Re: Well, I Sure Won't Be in Chicago

Subject: Re: Well, I Sure Won't Be in Chicago
From: Bruce Byfield <bbyfield -at- progeny -dot- com>
To: "TECHWR-L" <techwr-l -at- lists -dot- raycomm -dot- com>
Date: Fri, 13 Apr 2001 10:33:05 -0700

Dan Roberts wrote:
>
> I don't need to know about network security (right now, at least) and have no
> interest in Marni's list of topics.

You aren't even a little curious - enough, maybe, to sit through a
hour's presentation on at least one of these topics? When I was an
academic, one of the reasons I looked forward to conferences was
that they gave me a chance to sample fields other than my own.

Are tech-writers as a group really so narrow that they have no
interest in anything that isn't immediately useful to their current
jobs? I'd like to think otherwise. But, looking at the range of
topics, I wonder if I don't think better of the group than it does
of its self.

> really folks, if you look at other tool conferences, they address the tool, not
> the content. And stc does try to address the idea of "tool" to its widest range,
> not the content.

Actually, it's not a question of tool or content so much as
background that might enable you to do your job better. To give an
off-hand example: as a writer, you may not be documenting anything
that is directly concerned with network security. However, if you
are working on a commercial product, it might very well have a
feature that automatically updates the software over the internet.
If so, then that feature's design is probably heavily influenced by
recent issues in network security (or, at least, I would hope so).
Knowing what influences the feature's design - at least, in a
general way - could help you explain it to users, and stress its
importance.

I suggest that this sort of background is at least as important as
any discussion of tools. In fact, for experienced writers, learning
new tools is relatively trivial. After all, there are a limited
number of types of documentation and media. Once you've learned
several of them, learning another isn't difficult - and you aren't
going to learn from a presentation at a conference, either. You're
going to learn by sitting down and working.

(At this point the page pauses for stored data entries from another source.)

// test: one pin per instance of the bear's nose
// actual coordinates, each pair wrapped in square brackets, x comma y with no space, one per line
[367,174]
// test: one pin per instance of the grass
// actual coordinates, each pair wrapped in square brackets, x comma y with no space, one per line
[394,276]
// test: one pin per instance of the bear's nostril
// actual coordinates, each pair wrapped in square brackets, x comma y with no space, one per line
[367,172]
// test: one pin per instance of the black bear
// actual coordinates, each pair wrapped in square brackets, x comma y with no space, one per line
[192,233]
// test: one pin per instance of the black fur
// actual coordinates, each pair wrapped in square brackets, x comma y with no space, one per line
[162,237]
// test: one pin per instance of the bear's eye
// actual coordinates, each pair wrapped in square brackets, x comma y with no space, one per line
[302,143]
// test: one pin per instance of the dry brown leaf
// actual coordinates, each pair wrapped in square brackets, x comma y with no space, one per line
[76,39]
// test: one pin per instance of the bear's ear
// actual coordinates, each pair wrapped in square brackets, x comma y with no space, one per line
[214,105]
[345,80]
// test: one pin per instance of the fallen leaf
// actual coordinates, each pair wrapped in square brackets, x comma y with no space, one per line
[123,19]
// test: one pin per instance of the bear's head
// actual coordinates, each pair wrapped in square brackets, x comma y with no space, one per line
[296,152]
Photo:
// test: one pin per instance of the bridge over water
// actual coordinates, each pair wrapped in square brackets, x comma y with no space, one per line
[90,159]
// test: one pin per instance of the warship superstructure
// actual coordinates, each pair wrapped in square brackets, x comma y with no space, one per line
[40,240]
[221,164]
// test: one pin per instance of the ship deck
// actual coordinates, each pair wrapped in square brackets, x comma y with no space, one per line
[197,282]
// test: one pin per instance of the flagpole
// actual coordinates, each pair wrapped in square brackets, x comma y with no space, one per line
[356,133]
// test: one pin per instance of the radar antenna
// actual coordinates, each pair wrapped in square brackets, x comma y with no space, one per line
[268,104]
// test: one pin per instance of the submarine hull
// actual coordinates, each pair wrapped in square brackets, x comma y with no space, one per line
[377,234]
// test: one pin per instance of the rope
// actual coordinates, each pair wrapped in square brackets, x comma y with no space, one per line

However, why should it be an either-or situation? I'm sure that
discussions of tools and media are valuable to some people. Despite
my misgivings, I don't really want to argue against them. What I
object to isn't this emphasis, so much as the exclusion of other
interests.


--
Bruce Byfield 604.421.7177 bbyfield -at- progeny -dot- com

"There's the smell of death on Golden Mountain,
A price in blood is paid on every load
And you bury your friends, too many for counting
In the rock and the mud of the Demon Fire-Carriage Road."